I like ALL of Kraftwerk's albums up to "The Mix" (the latter included). That will be their last station for me. I never lost my respect for the group afterwards, but after their occasional (tribal) gatherings and life-support-machine-type line-ups during mid-90s onwards, I lost interest in most things they did/do recently. Because to me, it suddenly feels like a desperate attempt to keep the Kraftwerk name, regardless of who actually IS Kraftwerk.
And watching Ralf Hütter mentoring the three substitute colleagues replicating sounds that they didn't directly produce at the time of the original albums' making, everything about Kraftwerk now turns out to be illusive and predictable. Ralf, Karl, Wolfgang and Florian remain the key quartet that will sadly never happen again, due various reasons. Their living legend might continue in the future though, with results that we can only guess about.
The recent remasters, in my humble opinion, won't help the legend much either - despite some of its outstanding redesign and the fact Mute Records (which also lost some of its soul in the meantime to EMI) got the green light to include it in its impressive catalogue.
But I say "Electric Cafe" is my personal favourite, more for the sentimental reasons than the fact there is a better Kraftwerk album to that one - because discovering them through "Electric Cafe", my perception of music, or better - music taste, changed drastically. I learned throughout the years, "Electric Cafe" is other people's least favourite album, due lack of ideas. I think with it they did reach a creative peak, in both sound and image - speaking of which, "Electric Cafe" helped define Kraftwerk as a virtual entity from far away future where software lifeforms will prevail. The video to "Musique Non Stop" perfectly envisages this futuristic environment, frighteningly minimal at its modern extreme.

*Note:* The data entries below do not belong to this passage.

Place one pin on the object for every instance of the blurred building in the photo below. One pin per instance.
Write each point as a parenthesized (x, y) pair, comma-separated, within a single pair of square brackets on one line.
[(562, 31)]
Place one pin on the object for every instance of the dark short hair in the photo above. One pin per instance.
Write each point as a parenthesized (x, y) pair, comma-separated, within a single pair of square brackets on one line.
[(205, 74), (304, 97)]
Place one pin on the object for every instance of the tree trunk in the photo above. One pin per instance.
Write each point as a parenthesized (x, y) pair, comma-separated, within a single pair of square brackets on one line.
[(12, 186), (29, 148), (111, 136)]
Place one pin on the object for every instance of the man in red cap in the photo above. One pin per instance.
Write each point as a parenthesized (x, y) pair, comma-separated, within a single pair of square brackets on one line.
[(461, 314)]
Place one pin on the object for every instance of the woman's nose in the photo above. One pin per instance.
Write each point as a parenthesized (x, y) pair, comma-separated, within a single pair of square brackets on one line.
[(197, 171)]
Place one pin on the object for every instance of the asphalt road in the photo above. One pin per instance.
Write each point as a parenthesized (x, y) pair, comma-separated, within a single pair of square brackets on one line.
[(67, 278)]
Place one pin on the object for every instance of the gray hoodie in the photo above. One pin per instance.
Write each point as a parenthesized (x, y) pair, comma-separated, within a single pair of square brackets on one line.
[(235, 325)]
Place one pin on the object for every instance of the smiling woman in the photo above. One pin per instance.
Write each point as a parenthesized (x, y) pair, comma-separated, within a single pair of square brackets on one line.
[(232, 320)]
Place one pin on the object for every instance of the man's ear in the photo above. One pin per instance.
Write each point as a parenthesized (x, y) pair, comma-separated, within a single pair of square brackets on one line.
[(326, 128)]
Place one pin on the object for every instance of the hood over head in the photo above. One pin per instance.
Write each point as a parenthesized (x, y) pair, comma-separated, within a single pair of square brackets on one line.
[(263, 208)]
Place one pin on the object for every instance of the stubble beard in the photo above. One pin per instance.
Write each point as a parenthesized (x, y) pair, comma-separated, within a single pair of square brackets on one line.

Getting back to the remastered catalogue, "Electric Cafe" now definitely is the least favourite amongst the remasters - given back its original title of "Techno Pop", the first three songs are still not properly indexed and the crime of including the single edit of "The Telephone Call" along with its dull counterpart called "Housephone", instead of the original album's amazing 8-minutes of phone-sex frustrations, makes me love the original "Electric Cafe" even more.